A few months ago, I wrote a post about the become: operation in the Smalltalk family of languages. The post elicited a good discussion. One of the interesting points that came up, was that you could implement become: by changing the class of objects, provided all the changes were atomic - changing the class, modifying the object’s schema accordingly, and copying the data between the objects.
Setting the discussion of become: aside, I observe that in general, reflective change should be atomic. What I mean by this, is that one should be able to group an arbitrary number of distinct reflective changes to the program, and install them into the running program all at once, in one atomic operation. I will use the term atomic install to refer to this ability.
Oddly enough, this point is not well understood. Most languages that support reflective change do not provide a way for atomically performing a set of changes.
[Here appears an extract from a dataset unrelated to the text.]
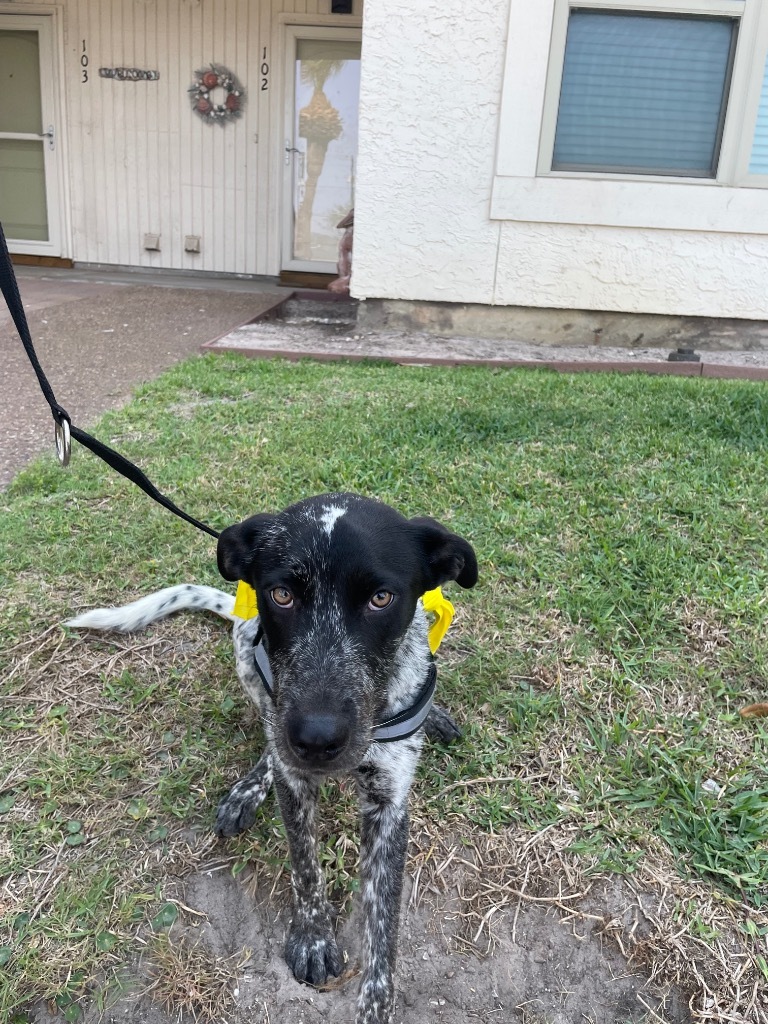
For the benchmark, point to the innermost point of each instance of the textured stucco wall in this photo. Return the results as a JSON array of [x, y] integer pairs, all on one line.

Smalltalk provides a reflective API centered around classes. You can ask a class to modify itself in a variety of ways - adding or removing variables, methods or changing its superclass. There is, however, no way to change several classes at once.
The CLOS APIs are similar in this respect.
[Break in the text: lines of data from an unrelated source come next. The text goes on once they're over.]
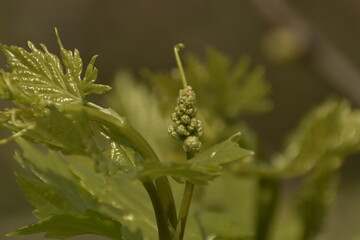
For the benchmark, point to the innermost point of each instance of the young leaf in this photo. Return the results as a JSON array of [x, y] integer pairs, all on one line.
[[53, 170], [197, 174], [67, 133], [38, 77], [201, 169], [46, 200], [129, 99], [224, 152], [65, 226], [129, 199], [331, 130]]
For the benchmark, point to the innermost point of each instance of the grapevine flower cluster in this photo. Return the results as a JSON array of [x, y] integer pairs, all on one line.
[[186, 127]]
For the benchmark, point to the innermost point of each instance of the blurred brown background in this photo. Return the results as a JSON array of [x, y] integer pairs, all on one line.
[[309, 48]]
Scripting languages don’t really have a reflective API as such. Instead, the reflective changes may come about as the result of executing some code (e.g., an assignment may add a variable). In other cases, the reflective capacity of the language comes about directly from exposing the data structures of the language implementation back to the language.
In all these cases, one cannot perform a set of program changes as an atomic unit.
Why do you need to atomically apply a set of changes instead of sequentially applying one change after another?
One reason is that you’d like to apply the changes as a transaction. If a change fails (say, because you created a cycle in the class graph, or duplicated an instance variable) you don’t want any further changes to take place. It’s easier if you don’t have to catch exceptions etc. after each step.
Another reason is that the changes are often dependent on each other. Applying one change without the other leaves your program in a broken state. The fact that intermediate states may be inconsistent even though the overall set of changes is correct means that it isn't sufficient to wrap a series of reflective changes in a transaction.
Of course, most people don’t rely on reflective modification to develop their programs. Rather, they suffer through the classic edit-compile-run-debug cycle. In the absence of anything better, you typically edit source code in files. You then compile these files and load the resulting program. This actually has one big advantage: the load is atomic - all the changes that resulted from your edits are loaded as a unit.
Evolving your program reflectively has the advantage that you can make corrections to the running program. Often, this is done during fix-and-continue debugging. Even then, in most cases, the “program” in question is an application that is stopped in the debugger, and you can apply fixes sequentially. But as noted above, it’s still easier if you can apply the changes as a transaction.
More interesting cases are when you are modifying a program, and need to run it between the individual modifications. Unlike most people, I run into this often, when modifying the IDE I am using. However, there are additional situations of this nature.
Long lived applications that must provide continuous service have this flavor. Erlang allows you to replace an entire module as a unit in these situations. In Java, you use class loaders to get the desired effect; it’s complicated, but it’s your only way out. A scenario I'm especially interested in is software services: the service updates applications on the fly without shutting them down - and in particular, I may want to update the update mechanism itself.
If you can’t make all the changes in one go, you find that you have to break the transition into a series of steps, each of which leaves the system in a consistent state while leading to the desired final program. This is tricky and error prone: you need to apply the right changes in just the right order.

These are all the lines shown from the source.